Il existe deux catégories d’esprits : ceux qui aiment le processus et ceux qui aiment le résultat; les uns s’attachent au déroulement, aux étapes aux expressions successives de la pensée ou de l’action; les autres, à l’expression finale, à l’exclusion de tout le reste. Par tempérament, j’ai toujours incliné vers ces derniers, vers un Chapfort, un Jobert, un Lichtenberg, qui vous donnent une formule sans vous révéler le chemin qui les y a conduits; soit pudeur, soit stérilité, ils n’arrivent pas à se libérer de la superstition de la concision; ils voudraient tout dire en une page, une phrase, un mot; ils y parviennent quelquefois, rarement, il faut bien le dire: le laconisme doit se résigner au silence s’il ne veut pas tomber dans la profondeur faussement énigmatique.

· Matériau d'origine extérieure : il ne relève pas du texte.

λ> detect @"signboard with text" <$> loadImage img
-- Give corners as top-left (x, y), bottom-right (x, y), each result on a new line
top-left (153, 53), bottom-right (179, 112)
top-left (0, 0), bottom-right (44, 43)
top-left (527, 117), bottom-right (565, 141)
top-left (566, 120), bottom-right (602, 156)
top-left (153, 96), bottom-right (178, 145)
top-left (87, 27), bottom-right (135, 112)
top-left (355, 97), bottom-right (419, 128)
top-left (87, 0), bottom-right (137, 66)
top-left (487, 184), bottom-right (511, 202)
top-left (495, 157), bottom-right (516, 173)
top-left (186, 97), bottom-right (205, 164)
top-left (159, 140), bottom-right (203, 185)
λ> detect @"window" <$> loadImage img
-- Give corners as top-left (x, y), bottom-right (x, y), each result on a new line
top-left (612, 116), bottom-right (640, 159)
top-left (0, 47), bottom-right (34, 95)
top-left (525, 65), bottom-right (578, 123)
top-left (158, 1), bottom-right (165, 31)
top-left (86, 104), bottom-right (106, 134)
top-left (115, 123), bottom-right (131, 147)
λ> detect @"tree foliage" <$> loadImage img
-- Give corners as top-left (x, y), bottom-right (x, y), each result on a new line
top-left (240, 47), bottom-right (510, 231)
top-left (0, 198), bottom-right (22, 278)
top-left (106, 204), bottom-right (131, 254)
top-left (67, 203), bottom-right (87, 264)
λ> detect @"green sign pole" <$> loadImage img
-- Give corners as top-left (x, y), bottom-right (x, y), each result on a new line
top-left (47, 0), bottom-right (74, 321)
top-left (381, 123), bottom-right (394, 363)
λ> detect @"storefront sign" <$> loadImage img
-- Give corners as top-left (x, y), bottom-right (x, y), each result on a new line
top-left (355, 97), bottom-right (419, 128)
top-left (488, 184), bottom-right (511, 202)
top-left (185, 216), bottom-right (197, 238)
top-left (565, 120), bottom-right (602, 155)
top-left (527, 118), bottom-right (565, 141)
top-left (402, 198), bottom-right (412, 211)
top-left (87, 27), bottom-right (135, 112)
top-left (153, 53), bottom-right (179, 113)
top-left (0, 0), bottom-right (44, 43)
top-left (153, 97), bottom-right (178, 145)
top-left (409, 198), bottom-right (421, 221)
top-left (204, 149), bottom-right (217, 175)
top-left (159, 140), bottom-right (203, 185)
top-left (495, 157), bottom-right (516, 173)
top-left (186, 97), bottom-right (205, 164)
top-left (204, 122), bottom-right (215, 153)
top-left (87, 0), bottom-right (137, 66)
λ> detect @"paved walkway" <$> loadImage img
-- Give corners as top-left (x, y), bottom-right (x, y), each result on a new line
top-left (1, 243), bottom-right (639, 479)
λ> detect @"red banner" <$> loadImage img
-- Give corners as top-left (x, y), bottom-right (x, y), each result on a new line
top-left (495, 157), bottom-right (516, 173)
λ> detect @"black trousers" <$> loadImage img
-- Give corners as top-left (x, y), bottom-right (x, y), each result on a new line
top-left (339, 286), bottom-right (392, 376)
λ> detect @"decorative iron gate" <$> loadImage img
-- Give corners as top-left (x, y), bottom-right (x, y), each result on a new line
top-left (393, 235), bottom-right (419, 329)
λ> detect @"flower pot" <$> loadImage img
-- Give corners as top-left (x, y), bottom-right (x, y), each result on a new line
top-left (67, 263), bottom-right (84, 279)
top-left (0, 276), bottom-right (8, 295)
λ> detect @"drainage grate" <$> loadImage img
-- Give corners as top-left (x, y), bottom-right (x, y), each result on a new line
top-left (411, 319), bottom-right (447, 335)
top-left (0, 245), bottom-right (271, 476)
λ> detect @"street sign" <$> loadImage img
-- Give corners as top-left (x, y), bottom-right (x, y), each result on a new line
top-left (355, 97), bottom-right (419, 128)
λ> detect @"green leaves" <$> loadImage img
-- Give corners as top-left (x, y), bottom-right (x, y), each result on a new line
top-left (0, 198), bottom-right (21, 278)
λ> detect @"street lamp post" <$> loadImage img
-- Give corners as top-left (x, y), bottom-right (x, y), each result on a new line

N’empêche que lorsqu’on aime cette forme d’expression quintessenciée ou, si l’on préfère, sclérosée, il est difficile de s’en détacher et d’en aimer vraiment une autre. Celui qui a pratiqué longtemps les moralistes a du mal à comprendre Balzac; mais il peut deviner les raisons de ceux qui ont un grand faible pour lui, qui puisent dans son univers une sensation de vie, de dilation, de liberté, inconnue à l’amateur de maximes, genre mineur où se confondent perfection et asphyxie.